The Symbiosis of MathPsych, ICCM, and Human Factors Psychology

My talk will describe my approach to cognitive computational modeling for human factors applications. This is quite distinct from a more frequent approach, based upon discrete event simulations of the cognitive processing, like ACT-R. In contrast, I focus on computing the performance product, as yielded by simple linear equations. These two approaches are complementary. Generically, performance (P) can be predicted by [P = aA + bB = cC …..] where A,B,C… are different cognitive or environmental influences and a,b,c… are different weights. The influences are derived from cognitive task analysis, and the weights are typically derived from meta-analyses of effect sizes of those influences. Validation is accomplished by correlating predictions with obtained behavior across a set of conditions. I will describe this approach in the context of models I and my colleagues have developed for five models of different aspects of attention: of visual attention, the supervisory scanning (SEEV) model of display layout, the change blindness and noticing (NSEEV) model, and the scan-clutter tradeoff model of display design, of divided attention or multi-tasking, the multiple resource model of concurrent time-sharing, and the STOM model of sequential multi- tasking or task switching. I will conclude by presenting the framework of such a model for influences on human-automation interaction.

This is an in-person presentation on July 18, 2026 (09:00 ~ 09:20 EDT).

Promising research is often stranded in the ‘valley of death’, where efficacy is lost before solutions can be implemented in complex operational environments. This symposium presentation attempts to bridge the gap from research to practice by demonstrating how traditional models of human performance can be leveraged to understand performance degraders and make predictions on future performance in naval operations. I present three use-cases that leverage the intersection of mathematical psychology and human factors: 1) quantifying the impacts of minimal manning on watchstander workload, (2) identifying key factors that affect risk perception on the flight deck, and (3) evaluate how sailors adopt, adapt, and integrate new technology. Successfully translating research from the lab to the deckplate requires overcoming significant hurdles. I conclude by discussing these challenges including the difficulty of defining operational performance metrics, accounting for complex socio-environmental influences, and navigating the slow and incremental changes inherent in long-term capability development.

This is an in-person presentation on July 18, 2026 (09:20 ~ 09:40 EDT).

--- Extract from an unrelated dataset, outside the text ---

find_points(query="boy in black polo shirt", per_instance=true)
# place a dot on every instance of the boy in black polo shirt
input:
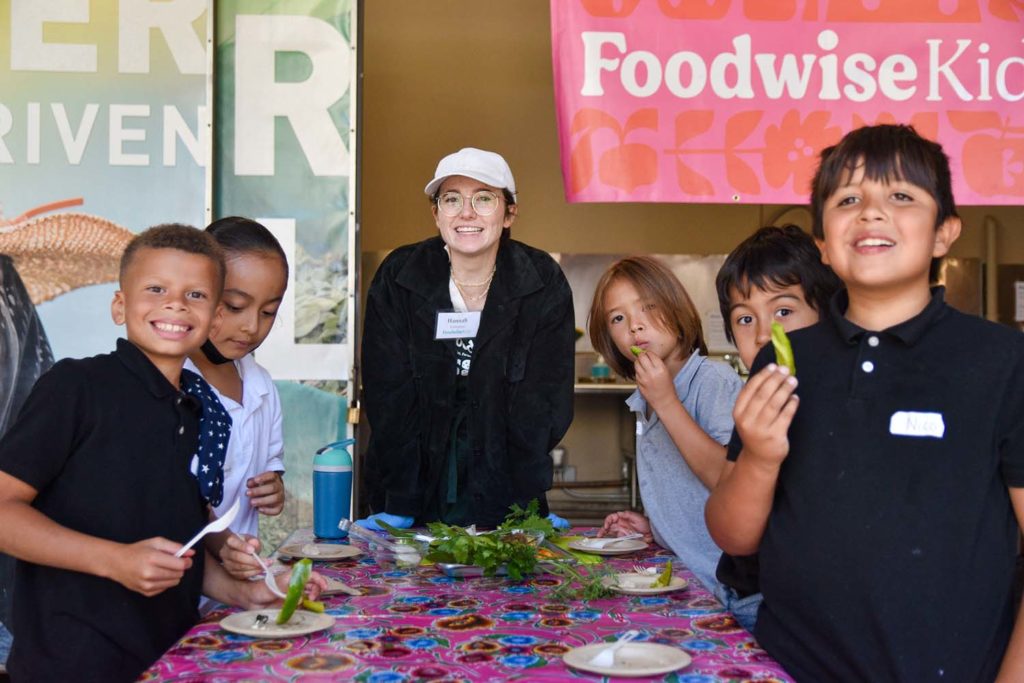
(95, 491)
(885, 509)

The objective of this research is to develop an interface-based, human-in-the-loop monitoring mechanism that supports AI-assisted situational awareness by estimating a real-time metric of deadline-compliance risk in highly constrained procedural tasks. Risk is operationalized as one-sided lag, where predicted progress exceeds observed progress for the currently required benchmark obligations. Participants complete time-structured sections composed of distinct perceptual-cognitive modality-path subsections motivated by Multiple Resource Theory (Wickens, 2008) and multitasking-performance modeling (Fox, Houpt, & Tsang, 2021), while avoiding any a priori assumption that processing architecture follows modality boundaries. Instead, subsection and alert–subsection interaction architecture are inferred during calibration using Systems Factorial Technology diagnostics under calibration conditions intended to isolate subprocesses and satisfy selective influence constraints. Calibration also yields capacity functions associated with each task category. Architecture labels and capacity functions are then held fixed for the metric testing condition.The interface constrains task-relevant information to cursor-contingent display regions, enabling high-resolution benchmarking via cursor-region timestamps and discrete completion events. Observed progress is defined as the fraction of completed obligations among the currently required set, yielding a stepwise trajectory with denominator changes when alerts insert new obligations. Predicted progress is defined as the expected fraction completed based on calibration-conditioned event-time models, incorporating capacity through an accelerated failure time (AFT) time-warp. Real-time risk is computed using a one-sided lag discrepancy that accumulates only when predicted progress exceeds observed progress, supporting online detection of elevated deadline-miss risk under a hard deadline.

This is an in-person presentation on July 18, 2026 (09:40 ~ 10:00 EDT).

Many mathematical and computational frameworks are developed with an aim of generality or flexibility in order to enable their application over a range of human research domains. These types of efforts can open doors to integration with highly applied scientific fields such as human factors engineering which stand to benefit greatly from the advances. The combining of approaches in mathematical and computational psychology to the various realms of contemporary and practical application however can come with complexities that make for unique and interesting challenges. Medical devices and surgical settings for example involve the complex and dynamic environments of surgical operating rooms (ORs), where performance depends not only on individual cognition but on multi-faceted interactions among diverse team roles and an atmosphere of multiple and ever-changing factors. This presentation highlights such applications exploring how quantitative approaches can provide meaningful insights, underscoring the value and ongoing challenge of leveraging mathematical models to address critical questions in medical safety, performance, and innovation. It will discuss the unique challenges faced when bridging abstract models with real-world complexity, including the variability in human behavior, team dynamics, and contextual influences inherent in healthcare environments.

This is an in-person presentation on July 18, 2026 (10:00 ~ 10:20 EDT).